Viruses rapidly co-evolve with their hosts. The 9 million sequenced SARS-CoV-2 genomes by March 2022 provide a detailed account of viral evolution, showing that all amino acids have been mutated many times.
However, only a few became prominent in the viral population. Here, we investigated the emergence of the same mutations in unrelated parallel lineages and the extent of such convergent evolution on the molecular level in the spike (S) protein.
We found that during the first phase of the pandemic (until mid 2021, before mass vaccination) 31 mutations evolved independently >= 3-times within separated lineages. These included all the key mutations in SARS-CoV-2 variants of concern (VOC) at that time, indicating their fundamental adaptive advantage.
The omicron added many more mutations not frequently seen before, which can be attributed to the synergistic nature of these mutations, which is more difficult to evolve. The great majority (24/31) of S-protein mutations under convergent evolution tightly cluster in three functional domains; N-terminal domain, receptor-binding domain, and Furin cleavage site.

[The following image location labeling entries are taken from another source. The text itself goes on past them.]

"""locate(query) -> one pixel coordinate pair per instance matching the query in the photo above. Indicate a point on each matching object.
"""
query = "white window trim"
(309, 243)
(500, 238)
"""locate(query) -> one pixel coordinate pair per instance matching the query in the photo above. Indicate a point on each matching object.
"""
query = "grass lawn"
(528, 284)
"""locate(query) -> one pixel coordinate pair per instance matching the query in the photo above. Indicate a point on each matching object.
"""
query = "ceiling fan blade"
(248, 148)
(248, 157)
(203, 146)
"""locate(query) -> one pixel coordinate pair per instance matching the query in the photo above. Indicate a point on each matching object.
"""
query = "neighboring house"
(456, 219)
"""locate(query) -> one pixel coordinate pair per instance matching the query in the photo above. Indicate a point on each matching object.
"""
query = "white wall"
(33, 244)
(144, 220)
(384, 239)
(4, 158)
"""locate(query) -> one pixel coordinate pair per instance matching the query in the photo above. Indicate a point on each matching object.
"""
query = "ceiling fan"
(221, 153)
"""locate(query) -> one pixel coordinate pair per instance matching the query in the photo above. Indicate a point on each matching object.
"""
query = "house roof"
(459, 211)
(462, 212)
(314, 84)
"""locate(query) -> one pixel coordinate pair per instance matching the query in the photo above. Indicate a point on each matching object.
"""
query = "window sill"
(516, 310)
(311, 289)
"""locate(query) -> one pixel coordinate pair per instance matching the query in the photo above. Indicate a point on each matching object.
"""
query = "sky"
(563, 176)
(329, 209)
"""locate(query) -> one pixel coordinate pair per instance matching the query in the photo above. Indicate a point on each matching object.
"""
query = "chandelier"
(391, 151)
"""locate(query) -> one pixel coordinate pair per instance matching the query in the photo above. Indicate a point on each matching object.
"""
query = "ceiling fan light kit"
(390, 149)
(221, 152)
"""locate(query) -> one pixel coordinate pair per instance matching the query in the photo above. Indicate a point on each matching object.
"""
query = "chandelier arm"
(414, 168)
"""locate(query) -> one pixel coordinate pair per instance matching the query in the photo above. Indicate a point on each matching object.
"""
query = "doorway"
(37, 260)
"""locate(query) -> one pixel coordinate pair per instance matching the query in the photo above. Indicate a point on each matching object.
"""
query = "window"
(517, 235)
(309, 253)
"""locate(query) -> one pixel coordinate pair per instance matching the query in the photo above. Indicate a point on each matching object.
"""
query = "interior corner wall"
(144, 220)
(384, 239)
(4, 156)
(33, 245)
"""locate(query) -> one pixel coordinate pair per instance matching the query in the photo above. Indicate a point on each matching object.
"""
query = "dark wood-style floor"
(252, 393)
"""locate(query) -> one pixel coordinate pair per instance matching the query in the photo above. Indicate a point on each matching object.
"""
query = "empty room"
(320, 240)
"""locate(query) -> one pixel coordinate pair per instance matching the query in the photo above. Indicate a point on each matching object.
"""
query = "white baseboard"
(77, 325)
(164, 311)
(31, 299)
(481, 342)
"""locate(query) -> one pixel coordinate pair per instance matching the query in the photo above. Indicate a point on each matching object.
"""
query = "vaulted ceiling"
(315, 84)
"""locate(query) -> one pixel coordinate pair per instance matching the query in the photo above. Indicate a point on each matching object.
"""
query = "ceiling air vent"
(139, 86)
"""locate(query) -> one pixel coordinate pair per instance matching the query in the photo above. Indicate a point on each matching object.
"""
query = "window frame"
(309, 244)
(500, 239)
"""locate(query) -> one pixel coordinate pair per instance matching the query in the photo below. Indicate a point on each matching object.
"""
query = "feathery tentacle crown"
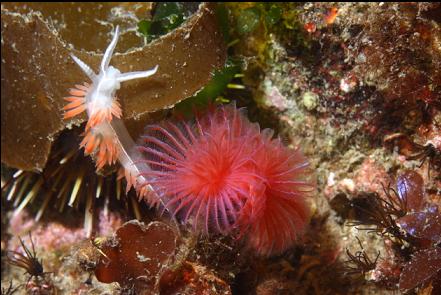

Furthermore, among the S-protein receptor-binding motif mutations, ACE2 affinity-improving substitutions are favoured. Next, we determined the mutation space in the S protein that has been covered by SARS-CoV-2.
We found that all amino acids that are reachable by single nucleotide changes have been probed multiple times in early 2021. The substitutions requiring two nucleotide changes have recently (late 2021) gained momentum and their numbers are increasing rapidly.
These provide a large mutation landscape for SARS-CoV-2 future evolution, on which research should focus now.